I think I should say before I start that I own the Mac port for the game, but I don’t think there are any differences between versions. (As a side note, if you have Lion, you can’t actually play Age of Empires II on Mac anymore, at least not without some tinkering, as it is a PowerPC application which Apple no longer supports.) Regardless of the platform, Age of Empires II is a significant milestone of the real-time strategy genre. The Age of Empires franchise was actually the first historical RTS franchise and is probably the most well-known.
Age of Empires II continues where Age fo Empires left off, at the fall of the western Roman empire. You begin the game with a small settlement with a few villagers and almost no technology. As your town grows, you can research new technologies and develop your armies. The ultimate goal is to vanquish your enemies on the battlefield and be the only tribe left on the map.
There are many civilisations to lead to victory. The 13 Middle Age civilsations include the likes of the Britons, Goths, Saracens, and Mongols. Unfortunately, unlike later games, there isn’t really much difference between civilisations: They have only slightly different sets of units, and each has only one unique unit. There are also many campaigns to play. Not including the learning campaign, there are 5 different campaigns, all separate from each other and with different difficulty levels.
The game actually has an extremely deep strategy system, even when compared to more modern titles. There are formations for your troops to assume, four different resources to stockplile, even features which the newer Age of Empires III does not have, such as a primitive diplomacy system with trading ships and carts.
There is also an expansion pack called the Conquerors, which adds 5 new civilisations, 4 new campaigns, and a whole host of new units, technologies and maps. This in itself is not really so revolutionary, but there are also new features that make the gameplay smoother and easier, such as smarter villagers, buying replacement farms in advance, and some general UI improvements. The expansion pack really adds a lot to the game, and fortunately nowadays it is usually bundled in.
Obviously where this game loses out in our time is in graphics. At 13 years old, Age of Empires II is not exactly a new game, and this is rather apparent. On newer, larger screens, the game is extremely dotty and animations seem awkward and cheesy sometimes. Of course, this could be a good thing, too, as you no longer have to worry if you have adequate system requirements and the game never freezes or jumps. If you are younger, or just new to video games of this type, this may not be a good entry, as newer games are often simpler and more logical, and have more well-defined graphics.

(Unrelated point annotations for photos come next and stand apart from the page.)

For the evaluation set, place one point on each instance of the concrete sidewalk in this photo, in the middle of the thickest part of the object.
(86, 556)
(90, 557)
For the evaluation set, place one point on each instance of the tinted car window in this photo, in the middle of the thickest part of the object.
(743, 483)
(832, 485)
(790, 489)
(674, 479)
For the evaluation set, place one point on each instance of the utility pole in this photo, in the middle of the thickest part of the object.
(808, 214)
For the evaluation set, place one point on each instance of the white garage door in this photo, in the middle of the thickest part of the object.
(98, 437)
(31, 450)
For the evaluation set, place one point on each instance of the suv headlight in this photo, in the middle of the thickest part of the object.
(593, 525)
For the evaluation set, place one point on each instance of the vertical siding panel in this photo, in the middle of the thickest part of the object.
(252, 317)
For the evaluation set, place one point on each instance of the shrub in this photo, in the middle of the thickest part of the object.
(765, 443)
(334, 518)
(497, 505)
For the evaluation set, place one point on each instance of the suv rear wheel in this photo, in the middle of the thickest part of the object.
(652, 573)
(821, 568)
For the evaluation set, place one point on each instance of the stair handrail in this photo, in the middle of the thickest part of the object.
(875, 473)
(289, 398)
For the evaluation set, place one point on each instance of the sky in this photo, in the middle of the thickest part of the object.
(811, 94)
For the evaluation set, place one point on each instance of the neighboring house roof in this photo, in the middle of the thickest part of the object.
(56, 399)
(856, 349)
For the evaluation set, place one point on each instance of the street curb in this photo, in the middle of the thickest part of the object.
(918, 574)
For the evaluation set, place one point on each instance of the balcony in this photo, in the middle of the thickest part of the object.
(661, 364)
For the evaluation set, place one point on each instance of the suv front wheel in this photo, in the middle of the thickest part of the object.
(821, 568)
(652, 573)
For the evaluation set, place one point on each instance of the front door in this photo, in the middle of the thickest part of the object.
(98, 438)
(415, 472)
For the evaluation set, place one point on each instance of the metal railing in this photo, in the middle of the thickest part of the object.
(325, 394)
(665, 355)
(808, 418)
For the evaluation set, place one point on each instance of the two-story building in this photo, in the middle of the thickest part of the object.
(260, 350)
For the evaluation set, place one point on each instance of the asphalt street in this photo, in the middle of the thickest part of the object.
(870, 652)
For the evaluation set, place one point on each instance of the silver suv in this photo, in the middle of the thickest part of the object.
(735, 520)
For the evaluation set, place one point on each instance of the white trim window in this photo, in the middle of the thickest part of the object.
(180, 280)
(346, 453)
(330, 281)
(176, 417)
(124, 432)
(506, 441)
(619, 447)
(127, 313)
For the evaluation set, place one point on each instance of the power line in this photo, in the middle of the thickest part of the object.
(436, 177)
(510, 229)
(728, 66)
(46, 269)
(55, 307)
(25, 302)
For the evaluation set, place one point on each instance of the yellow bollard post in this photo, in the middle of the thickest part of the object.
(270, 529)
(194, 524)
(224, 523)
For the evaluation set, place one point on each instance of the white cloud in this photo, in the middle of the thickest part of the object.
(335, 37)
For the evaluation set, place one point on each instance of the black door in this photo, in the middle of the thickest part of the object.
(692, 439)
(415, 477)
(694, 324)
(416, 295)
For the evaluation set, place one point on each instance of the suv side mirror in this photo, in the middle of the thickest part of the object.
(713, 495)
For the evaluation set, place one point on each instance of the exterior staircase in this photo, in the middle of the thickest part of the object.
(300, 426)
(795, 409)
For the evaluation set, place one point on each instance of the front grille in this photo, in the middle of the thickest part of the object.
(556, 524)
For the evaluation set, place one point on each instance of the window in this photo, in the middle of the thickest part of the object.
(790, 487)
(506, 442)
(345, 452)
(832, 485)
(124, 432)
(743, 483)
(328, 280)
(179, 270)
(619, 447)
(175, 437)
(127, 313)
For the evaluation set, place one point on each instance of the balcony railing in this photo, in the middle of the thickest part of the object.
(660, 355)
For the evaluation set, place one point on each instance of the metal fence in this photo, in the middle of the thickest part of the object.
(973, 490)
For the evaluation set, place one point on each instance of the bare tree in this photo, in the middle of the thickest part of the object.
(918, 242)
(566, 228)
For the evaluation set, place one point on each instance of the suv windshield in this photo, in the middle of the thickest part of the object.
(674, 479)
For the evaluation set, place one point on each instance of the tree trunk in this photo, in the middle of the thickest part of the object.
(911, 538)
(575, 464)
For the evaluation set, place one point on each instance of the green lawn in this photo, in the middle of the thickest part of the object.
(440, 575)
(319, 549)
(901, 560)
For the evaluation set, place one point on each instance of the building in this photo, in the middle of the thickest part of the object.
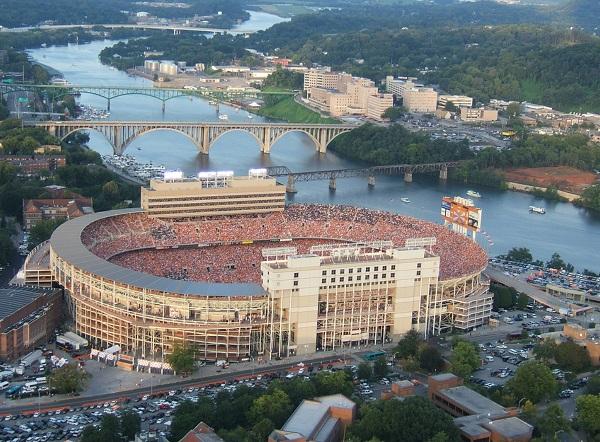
(458, 100)
(378, 104)
(322, 419)
(201, 433)
(213, 193)
(478, 418)
(34, 164)
(264, 285)
(28, 316)
(36, 210)
(320, 78)
(479, 115)
(342, 94)
(415, 97)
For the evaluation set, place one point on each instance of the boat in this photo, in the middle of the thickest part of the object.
(539, 210)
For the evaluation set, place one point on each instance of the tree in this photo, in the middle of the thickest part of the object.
(430, 359)
(588, 413)
(464, 360)
(275, 406)
(545, 351)
(131, 424)
(593, 386)
(413, 420)
(571, 356)
(365, 371)
(552, 421)
(513, 109)
(182, 359)
(380, 368)
(534, 381)
(408, 345)
(42, 231)
(556, 262)
(68, 379)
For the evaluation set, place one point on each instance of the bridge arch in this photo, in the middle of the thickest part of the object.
(131, 139)
(260, 142)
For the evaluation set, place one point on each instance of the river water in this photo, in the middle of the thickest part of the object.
(573, 232)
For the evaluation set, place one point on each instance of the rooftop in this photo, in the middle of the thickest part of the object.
(14, 299)
(472, 402)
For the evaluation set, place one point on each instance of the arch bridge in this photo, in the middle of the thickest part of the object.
(203, 134)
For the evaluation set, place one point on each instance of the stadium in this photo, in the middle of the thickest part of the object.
(296, 281)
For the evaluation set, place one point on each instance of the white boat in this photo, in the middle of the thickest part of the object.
(539, 210)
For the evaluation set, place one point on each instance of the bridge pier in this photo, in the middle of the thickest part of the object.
(291, 185)
(444, 173)
(332, 184)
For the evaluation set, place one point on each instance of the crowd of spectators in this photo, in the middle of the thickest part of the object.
(218, 249)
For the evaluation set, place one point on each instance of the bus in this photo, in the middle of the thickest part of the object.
(371, 356)
(13, 391)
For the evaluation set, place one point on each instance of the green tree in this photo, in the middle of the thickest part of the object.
(464, 360)
(275, 406)
(556, 262)
(587, 407)
(593, 386)
(534, 381)
(409, 344)
(380, 368)
(430, 359)
(552, 421)
(545, 350)
(182, 359)
(42, 231)
(573, 357)
(68, 379)
(365, 371)
(413, 420)
(131, 423)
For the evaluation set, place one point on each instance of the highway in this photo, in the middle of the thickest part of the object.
(78, 401)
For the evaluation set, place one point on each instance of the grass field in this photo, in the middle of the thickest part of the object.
(288, 110)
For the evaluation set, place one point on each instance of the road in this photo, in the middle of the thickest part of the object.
(132, 394)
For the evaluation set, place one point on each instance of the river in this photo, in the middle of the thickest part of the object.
(573, 232)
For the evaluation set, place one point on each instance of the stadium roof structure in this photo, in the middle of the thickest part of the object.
(66, 243)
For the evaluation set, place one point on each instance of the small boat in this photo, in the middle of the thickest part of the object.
(539, 210)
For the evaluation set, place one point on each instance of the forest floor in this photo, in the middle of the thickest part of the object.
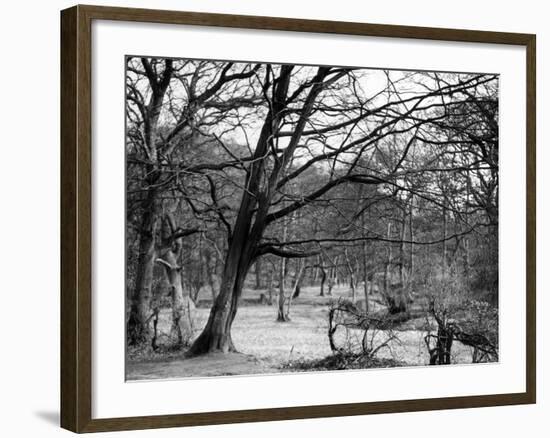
(266, 346)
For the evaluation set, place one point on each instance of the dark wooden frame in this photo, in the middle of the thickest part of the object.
(76, 244)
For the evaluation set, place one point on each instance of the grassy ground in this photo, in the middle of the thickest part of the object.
(267, 346)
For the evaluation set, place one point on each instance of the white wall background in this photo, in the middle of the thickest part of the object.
(29, 215)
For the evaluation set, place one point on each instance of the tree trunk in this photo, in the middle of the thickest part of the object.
(182, 306)
(139, 330)
(258, 269)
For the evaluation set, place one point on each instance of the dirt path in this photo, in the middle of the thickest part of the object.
(215, 364)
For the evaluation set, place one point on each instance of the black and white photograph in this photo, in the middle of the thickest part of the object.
(286, 218)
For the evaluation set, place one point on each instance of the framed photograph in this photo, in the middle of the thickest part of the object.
(270, 218)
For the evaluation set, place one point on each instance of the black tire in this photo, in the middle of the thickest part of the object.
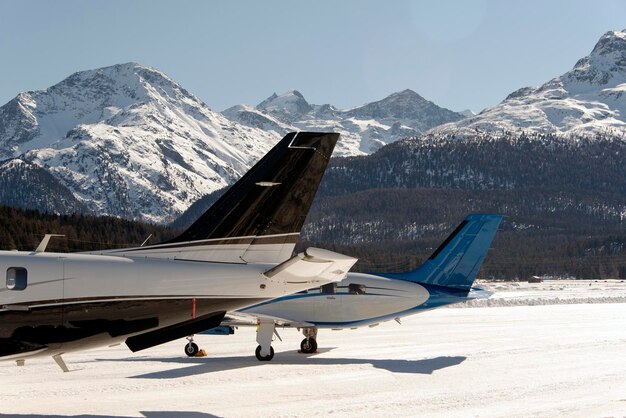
(191, 349)
(308, 345)
(259, 357)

Game length could also present an issue to some. When compared against other strategy games, games are actually rather short, but modern casual games have made the general population more impatient with their games, and while Age of Empires III has games lasting about half-an-hour to an hour, Age of Empires II easily doubles that.
So basically, if you are looking for a good RTS to just try out, this may not be the first choice, but if you are experienced in the genre and determined to suffer through out-dated graphics, then this game is an extremely nice piece of RTS history, at a price reasonably lower than you would get for a more modern game.